The digital world and the proliferation of channels have created an opportunity for PR to perform more cohesively across the organisation. From internal communications, reputation management, stakeholder engagement and sales enablement, the demand for collaboration and creativity across all business outputs is only increasing.
As a result, we’re seeing a real coming of age for B2B PR. More than ever, clients want to know how this can benefit the sales function.
B2B sales don’t come overnight
It’s important to acknowledge the B2B buying process when putting together a communications strategy. According to research by Professor John Dawes of the Ehrenberg-Bass Institute, only 5% of B2B buyers are in-market to buy right now. That means 95% of buyers are out of market and won’t buy for months or maybe even years. The chances are they’ve already got what you are selling, so you can’t make them go in-market at will.
It therefore makes no sense to direct all your marketing budget to generating leads for the 5% of customers that are ready to buy today. Instead, make it your purpose to more effectively influence the 95% of potential future customers who will generate future cash flow.
This is where B2B communications strategy comes in. Because success in the form of sales rarely happens overnight, there is more of a requirement to think long-term. How can you do this?
1 Go where your target audience is
The digital landscape provides more platforms and channels for brands to be visible across than ever before. That responsibility can feel overwhelming at times and as the saying goes, companies are now ‘needing to do more with less’. Successful B2B PR strategies rely on a focused approach that starts with understanding where your target audience most commonly resides. This will allow you to direct more of the marketing budget to the channels that are going to be most valuable to the organisation.
2 Stand out for the right reasons
To effectively target people that aren’t actively in the market now, brand awareness is super important if they are to remember you when they are in the market. This is less about timely press releases to announce your latest product updates and more about delivering a compelling message that resonates with your audience – and doing so on a consistent basis.
Therefore, it’s not just a case of being known, your ‘why’ needs to be heard louder than ever before, especially if you operate in a crowded marketplace. Your ‘why’ is what sets you apart from the competition.
Become a thought leader on the topics that reflect your ‘why’, provide your perspective and be an authoritative voice on the issues that matter to your target audience with a consistent and targeted content marketing strategy.

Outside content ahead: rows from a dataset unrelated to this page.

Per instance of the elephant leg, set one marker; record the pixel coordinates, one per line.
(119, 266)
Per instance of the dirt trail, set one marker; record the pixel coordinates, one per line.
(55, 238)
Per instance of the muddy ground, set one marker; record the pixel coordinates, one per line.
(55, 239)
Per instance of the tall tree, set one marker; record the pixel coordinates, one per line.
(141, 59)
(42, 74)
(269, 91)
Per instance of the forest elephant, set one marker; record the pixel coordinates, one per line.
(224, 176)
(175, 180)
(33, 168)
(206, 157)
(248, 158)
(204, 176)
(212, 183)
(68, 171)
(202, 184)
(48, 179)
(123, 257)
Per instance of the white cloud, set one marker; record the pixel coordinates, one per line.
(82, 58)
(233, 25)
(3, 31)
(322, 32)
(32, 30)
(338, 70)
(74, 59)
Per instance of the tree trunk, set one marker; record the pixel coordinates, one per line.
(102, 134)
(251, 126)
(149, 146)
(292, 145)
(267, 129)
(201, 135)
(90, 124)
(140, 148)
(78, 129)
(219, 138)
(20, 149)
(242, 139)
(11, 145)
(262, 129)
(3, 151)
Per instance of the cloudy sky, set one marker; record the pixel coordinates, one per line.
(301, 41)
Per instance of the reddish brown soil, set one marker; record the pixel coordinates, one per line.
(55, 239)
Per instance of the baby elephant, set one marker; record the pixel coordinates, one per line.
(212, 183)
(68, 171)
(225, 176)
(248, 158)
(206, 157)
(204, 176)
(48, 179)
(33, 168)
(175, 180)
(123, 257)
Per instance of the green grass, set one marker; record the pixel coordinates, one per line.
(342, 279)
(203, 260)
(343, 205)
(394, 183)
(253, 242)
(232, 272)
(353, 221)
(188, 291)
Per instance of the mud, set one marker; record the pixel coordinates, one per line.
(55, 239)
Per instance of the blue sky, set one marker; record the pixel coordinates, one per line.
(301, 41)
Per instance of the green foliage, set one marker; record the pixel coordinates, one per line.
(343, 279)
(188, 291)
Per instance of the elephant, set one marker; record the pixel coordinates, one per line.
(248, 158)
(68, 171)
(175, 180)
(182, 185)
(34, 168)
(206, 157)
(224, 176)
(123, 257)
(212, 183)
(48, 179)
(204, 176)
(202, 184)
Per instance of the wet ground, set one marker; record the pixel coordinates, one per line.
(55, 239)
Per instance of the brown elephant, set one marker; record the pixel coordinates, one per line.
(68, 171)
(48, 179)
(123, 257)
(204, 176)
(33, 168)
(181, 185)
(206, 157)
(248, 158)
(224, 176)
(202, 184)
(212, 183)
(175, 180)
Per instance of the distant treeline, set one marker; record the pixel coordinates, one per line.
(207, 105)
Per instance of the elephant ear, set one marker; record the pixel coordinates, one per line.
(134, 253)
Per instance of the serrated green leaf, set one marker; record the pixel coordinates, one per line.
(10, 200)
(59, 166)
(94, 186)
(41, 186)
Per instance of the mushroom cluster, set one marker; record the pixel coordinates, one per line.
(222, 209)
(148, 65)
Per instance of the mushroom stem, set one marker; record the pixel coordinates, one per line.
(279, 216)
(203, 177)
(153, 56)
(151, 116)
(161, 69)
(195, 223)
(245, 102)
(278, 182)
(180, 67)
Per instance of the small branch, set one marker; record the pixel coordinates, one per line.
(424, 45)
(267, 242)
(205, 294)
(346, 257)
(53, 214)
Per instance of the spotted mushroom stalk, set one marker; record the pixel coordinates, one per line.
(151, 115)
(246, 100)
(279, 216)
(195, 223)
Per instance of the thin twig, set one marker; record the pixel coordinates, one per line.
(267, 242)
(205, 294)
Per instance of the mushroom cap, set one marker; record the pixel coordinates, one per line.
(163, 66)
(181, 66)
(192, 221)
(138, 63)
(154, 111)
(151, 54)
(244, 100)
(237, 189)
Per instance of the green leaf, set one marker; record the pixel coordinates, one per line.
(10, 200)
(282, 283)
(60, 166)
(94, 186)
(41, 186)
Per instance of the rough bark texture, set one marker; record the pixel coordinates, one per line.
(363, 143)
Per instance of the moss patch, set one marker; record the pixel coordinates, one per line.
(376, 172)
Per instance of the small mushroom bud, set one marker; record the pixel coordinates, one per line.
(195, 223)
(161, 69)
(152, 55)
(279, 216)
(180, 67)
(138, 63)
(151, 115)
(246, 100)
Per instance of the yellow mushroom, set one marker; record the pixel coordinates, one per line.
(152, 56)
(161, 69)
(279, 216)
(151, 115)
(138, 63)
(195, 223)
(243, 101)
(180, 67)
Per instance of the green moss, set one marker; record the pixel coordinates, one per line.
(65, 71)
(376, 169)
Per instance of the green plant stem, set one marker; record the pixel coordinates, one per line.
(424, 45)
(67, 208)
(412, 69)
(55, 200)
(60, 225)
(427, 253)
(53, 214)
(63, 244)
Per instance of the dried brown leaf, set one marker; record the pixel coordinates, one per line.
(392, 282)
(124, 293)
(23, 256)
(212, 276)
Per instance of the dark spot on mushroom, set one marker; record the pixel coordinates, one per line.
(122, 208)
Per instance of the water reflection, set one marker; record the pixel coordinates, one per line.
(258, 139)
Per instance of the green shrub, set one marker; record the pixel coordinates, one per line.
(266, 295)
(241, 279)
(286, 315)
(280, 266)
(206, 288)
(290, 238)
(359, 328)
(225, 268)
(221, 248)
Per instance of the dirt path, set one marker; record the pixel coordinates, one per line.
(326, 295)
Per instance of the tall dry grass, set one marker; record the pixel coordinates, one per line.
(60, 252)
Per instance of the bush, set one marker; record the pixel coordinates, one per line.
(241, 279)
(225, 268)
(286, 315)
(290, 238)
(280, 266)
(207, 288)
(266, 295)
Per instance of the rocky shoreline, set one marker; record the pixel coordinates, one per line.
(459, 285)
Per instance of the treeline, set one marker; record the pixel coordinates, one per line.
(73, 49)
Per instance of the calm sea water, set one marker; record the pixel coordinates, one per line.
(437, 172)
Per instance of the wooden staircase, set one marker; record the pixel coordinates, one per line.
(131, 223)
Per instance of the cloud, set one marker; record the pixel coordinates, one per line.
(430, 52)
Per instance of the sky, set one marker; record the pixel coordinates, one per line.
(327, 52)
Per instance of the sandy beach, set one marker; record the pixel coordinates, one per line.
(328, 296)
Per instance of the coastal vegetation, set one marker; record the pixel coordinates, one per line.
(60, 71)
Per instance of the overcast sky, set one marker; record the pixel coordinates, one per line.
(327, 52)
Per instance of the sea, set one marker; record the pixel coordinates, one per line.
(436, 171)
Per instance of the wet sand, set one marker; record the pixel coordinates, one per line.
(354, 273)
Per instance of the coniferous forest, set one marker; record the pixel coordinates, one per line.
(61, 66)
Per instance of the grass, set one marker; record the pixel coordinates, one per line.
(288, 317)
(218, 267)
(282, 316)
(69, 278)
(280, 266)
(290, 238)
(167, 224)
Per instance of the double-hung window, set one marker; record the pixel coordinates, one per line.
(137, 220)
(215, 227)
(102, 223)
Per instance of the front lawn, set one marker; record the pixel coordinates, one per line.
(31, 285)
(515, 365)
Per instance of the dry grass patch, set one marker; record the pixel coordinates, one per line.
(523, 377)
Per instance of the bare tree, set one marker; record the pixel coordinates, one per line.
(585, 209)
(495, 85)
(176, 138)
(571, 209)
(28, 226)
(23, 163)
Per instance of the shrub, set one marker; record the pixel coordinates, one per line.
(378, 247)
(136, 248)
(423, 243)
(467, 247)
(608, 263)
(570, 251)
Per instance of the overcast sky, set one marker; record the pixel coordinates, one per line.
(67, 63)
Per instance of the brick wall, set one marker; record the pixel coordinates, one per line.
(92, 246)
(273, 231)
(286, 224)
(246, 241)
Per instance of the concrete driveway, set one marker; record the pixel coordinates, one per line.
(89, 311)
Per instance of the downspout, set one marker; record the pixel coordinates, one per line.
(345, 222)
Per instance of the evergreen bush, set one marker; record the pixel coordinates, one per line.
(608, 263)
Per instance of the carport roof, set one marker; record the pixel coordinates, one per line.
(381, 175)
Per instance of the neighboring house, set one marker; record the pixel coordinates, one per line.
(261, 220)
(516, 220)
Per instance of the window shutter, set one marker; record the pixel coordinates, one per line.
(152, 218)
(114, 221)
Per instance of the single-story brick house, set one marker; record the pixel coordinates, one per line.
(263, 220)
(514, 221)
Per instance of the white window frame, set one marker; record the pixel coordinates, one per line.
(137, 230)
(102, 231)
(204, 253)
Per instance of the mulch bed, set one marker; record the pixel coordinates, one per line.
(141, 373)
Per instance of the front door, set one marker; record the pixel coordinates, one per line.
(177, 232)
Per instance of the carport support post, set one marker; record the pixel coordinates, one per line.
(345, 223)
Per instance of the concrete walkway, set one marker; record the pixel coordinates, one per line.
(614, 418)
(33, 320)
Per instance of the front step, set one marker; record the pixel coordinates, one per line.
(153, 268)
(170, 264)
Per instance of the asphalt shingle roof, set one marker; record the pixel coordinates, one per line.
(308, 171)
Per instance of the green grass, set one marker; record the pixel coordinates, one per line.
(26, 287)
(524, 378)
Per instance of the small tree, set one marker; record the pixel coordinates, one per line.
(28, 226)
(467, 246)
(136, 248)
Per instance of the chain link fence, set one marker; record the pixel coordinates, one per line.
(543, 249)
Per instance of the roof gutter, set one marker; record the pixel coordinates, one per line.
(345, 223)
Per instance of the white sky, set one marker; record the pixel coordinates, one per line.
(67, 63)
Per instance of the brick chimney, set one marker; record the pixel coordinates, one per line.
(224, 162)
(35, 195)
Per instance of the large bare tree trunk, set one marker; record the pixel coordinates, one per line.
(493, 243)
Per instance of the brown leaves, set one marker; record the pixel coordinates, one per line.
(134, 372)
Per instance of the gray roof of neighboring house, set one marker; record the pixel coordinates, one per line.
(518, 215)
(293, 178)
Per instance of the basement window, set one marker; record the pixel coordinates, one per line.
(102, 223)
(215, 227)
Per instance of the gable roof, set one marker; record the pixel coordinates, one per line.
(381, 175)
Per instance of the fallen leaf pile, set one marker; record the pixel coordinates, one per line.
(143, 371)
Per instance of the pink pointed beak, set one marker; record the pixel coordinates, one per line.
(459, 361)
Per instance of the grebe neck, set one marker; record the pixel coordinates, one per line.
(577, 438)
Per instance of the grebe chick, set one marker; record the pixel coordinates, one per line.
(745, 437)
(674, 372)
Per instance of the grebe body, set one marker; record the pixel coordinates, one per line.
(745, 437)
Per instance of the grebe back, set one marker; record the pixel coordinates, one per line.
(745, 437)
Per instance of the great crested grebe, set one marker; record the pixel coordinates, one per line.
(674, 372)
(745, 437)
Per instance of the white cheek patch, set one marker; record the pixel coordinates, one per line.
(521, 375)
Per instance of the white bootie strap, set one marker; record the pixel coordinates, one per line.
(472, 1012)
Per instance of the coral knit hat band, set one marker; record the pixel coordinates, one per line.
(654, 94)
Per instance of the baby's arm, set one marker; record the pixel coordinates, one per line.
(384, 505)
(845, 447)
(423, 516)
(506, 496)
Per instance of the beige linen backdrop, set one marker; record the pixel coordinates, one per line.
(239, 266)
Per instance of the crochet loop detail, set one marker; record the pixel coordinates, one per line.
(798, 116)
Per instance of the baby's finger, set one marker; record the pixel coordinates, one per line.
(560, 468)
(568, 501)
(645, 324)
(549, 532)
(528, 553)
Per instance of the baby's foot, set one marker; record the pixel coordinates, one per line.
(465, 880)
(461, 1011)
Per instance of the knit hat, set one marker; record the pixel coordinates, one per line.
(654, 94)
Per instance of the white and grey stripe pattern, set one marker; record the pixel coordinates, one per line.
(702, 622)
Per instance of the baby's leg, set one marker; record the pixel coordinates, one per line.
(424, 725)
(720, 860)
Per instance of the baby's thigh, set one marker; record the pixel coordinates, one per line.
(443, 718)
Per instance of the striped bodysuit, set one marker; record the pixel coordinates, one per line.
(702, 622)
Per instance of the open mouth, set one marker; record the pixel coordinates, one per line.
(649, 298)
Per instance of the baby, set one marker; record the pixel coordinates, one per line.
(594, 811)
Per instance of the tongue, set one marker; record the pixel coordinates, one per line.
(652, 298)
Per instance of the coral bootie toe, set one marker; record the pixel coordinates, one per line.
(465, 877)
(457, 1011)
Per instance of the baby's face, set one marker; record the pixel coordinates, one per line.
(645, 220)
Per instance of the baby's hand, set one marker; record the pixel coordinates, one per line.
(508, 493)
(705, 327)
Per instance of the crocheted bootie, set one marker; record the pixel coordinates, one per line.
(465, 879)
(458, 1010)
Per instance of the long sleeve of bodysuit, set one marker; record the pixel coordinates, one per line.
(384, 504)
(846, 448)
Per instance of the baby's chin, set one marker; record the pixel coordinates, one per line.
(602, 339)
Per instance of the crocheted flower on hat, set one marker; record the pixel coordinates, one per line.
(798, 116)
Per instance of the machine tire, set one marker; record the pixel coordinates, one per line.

3 Earn third-party validation
This is a key component for building brand awareness and trust. It can take the form of a product reviews campaign or a case study approach. Letting a third party do all the talking for you provides credibility.
This strategy is so effective for building trust that Google is also getting in on the act. It now puts the focus on useful and relevant content from third parties rather than from brands themselves. As a result, brands are finding that news articles appear top in search results rather than their own website content. This further emphasises the importance of a content marketing strategy.
4 Reflect your audience’s vision
To be relevant today, an organisation needs to demonstrate that it understands – and acts upon – the same issues and concerns as its audience.
The greatest example of this is the rise of environmental, social and governance (ESG) communications in the B2B sector, a broadening of the focus on the environment against the backdrop of the social justice movement. It centres on the belief that organisations can no longer ignore their own accountability and requires total transparency in delivering on their ESG values and vision.
As a result, ESG is increasingly becoming the centre of an organisation’s communications. Failure to be transparent and communicate creates an assumption that the organisation is failing to act at all; this can result in lost leads.